Monday, November 26, 2012

String Split Performance


I was working on a file parsing and loading program during the last week that seemed to run a bit slower than I expected, so I decided to run a profiler and see what the slowdown was. Not surprisingly SQLBULKCOPY was the primary slowdown, what was surprising was that splitting the incoming strings into an array was taking up 20% of the time.
I know there are several methods to splitting strings, and I dug around and found one I hadn't heard of, and built a quick test to compare them.
The data file consisted of pipe delimited data, 25 columns and 13,009,846 rows. The test was performed on a Core i5 32 bit Windows 7 machine. I ran the test 10 times for each of the methods and the following represents the average time in milliseconds (multiply by 1,000 to get seconds).

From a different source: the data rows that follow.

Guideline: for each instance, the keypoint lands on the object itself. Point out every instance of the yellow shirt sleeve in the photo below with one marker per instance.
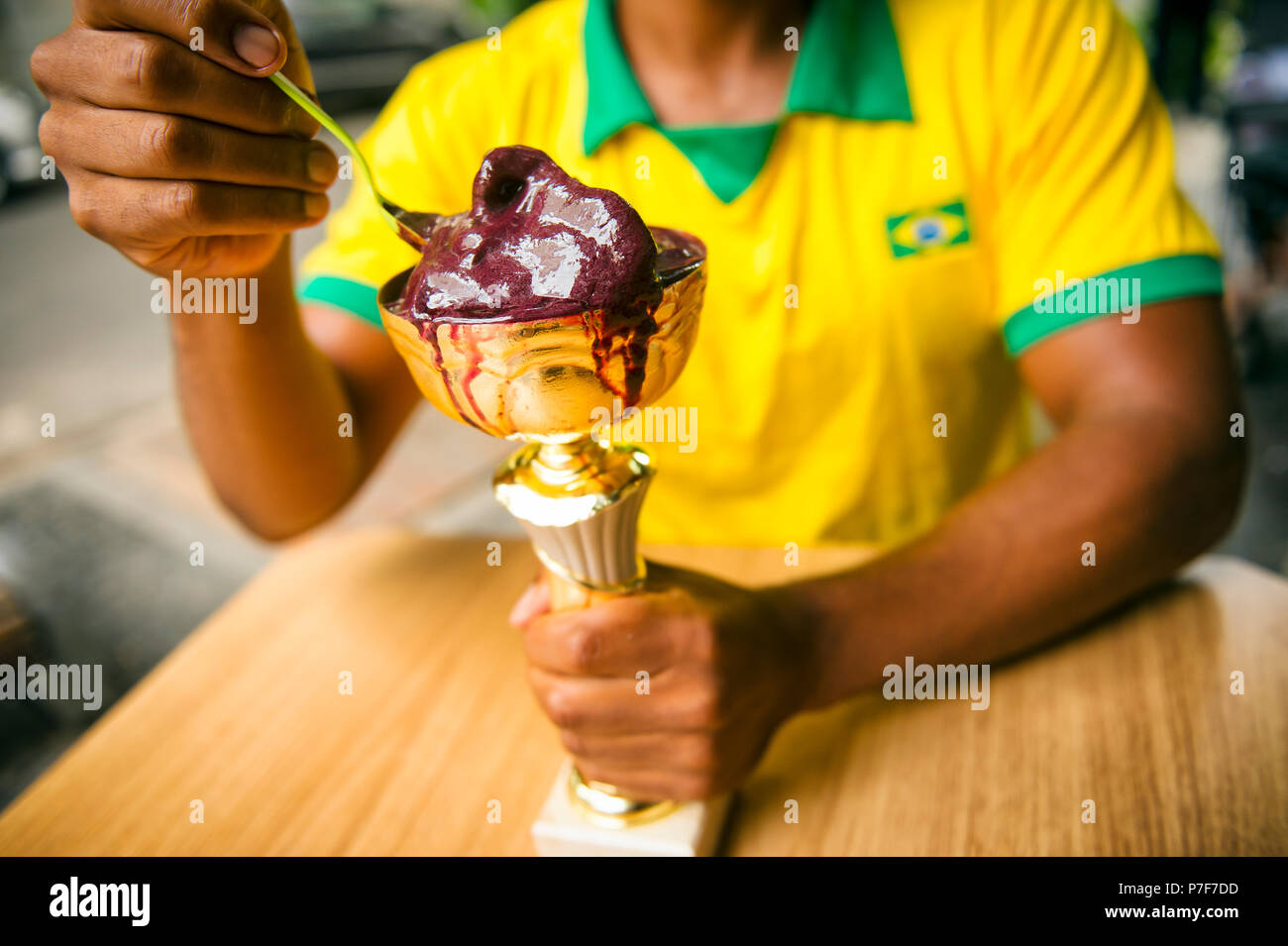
(1089, 219)
(424, 150)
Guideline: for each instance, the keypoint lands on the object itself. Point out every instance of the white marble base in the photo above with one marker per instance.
(563, 830)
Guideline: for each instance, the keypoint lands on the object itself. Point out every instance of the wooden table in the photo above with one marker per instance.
(248, 717)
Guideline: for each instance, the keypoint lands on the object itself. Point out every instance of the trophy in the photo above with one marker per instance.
(542, 382)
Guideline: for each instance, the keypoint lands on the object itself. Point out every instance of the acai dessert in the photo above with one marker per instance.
(539, 253)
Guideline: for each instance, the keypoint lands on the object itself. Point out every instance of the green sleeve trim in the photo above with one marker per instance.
(355, 297)
(1061, 305)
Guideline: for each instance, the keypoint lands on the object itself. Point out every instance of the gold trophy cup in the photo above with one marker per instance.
(546, 383)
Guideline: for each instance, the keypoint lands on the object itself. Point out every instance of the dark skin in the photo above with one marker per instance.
(181, 159)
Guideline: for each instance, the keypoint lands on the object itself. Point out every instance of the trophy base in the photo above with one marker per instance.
(690, 829)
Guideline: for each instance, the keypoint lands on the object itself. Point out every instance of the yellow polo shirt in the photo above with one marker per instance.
(943, 179)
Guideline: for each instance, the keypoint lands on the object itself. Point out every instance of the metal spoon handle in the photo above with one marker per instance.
(301, 98)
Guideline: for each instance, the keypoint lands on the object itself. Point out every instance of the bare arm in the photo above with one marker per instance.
(263, 404)
(184, 158)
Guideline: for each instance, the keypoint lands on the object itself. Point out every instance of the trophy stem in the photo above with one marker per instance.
(580, 503)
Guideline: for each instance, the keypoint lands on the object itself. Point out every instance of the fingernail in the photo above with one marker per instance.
(321, 166)
(256, 46)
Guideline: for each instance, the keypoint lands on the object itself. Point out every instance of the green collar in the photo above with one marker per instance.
(849, 65)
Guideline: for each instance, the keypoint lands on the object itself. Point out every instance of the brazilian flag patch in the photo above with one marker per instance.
(925, 231)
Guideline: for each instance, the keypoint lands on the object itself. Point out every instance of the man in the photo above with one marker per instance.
(901, 202)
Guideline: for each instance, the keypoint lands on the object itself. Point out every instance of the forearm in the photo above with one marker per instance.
(263, 407)
(1009, 567)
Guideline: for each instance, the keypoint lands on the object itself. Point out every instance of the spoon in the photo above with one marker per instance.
(415, 226)
(408, 224)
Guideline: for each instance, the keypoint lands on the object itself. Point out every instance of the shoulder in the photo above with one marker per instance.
(537, 43)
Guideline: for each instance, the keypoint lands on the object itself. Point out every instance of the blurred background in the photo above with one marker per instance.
(97, 523)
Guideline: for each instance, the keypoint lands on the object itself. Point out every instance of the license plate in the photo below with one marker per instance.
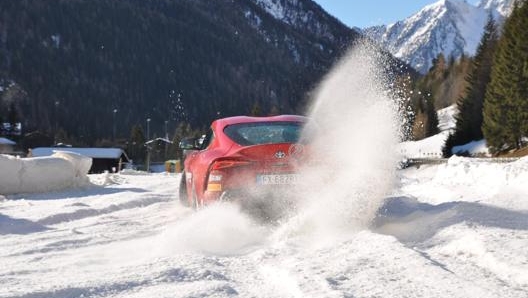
(274, 179)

Test 1: Split(sr.ReadLine(), "|")
Avg ms: 42,920

Test 2: sr.ReadLine().Split("|")
Avg ms: 19,613

Test 3: Strings.Split(sr.ReadLine(), "|")
Avg ms: 45,185

Test 2 was the clear winner, with an average time less than 50% of the other 2 methods.
Test 3 was the method I hadn't heard of, most posts I read about it showed that it should have been the winner.

On your machine and your environment you may see drastically different results. It only takes a few minutes to set up a test and try the methods out for yourself.

2 final comments. I did run regex.split for anyone wondering, but the times were not even in the same ballpark so I excluded them above. From past experience regex can be a fast and powerful alternative when the splitting is more complicated than a single delimiter.

I assumed that creating the string in the loop would slow down things drastically, what with creating a string 13 million times, but the results were essentially the same.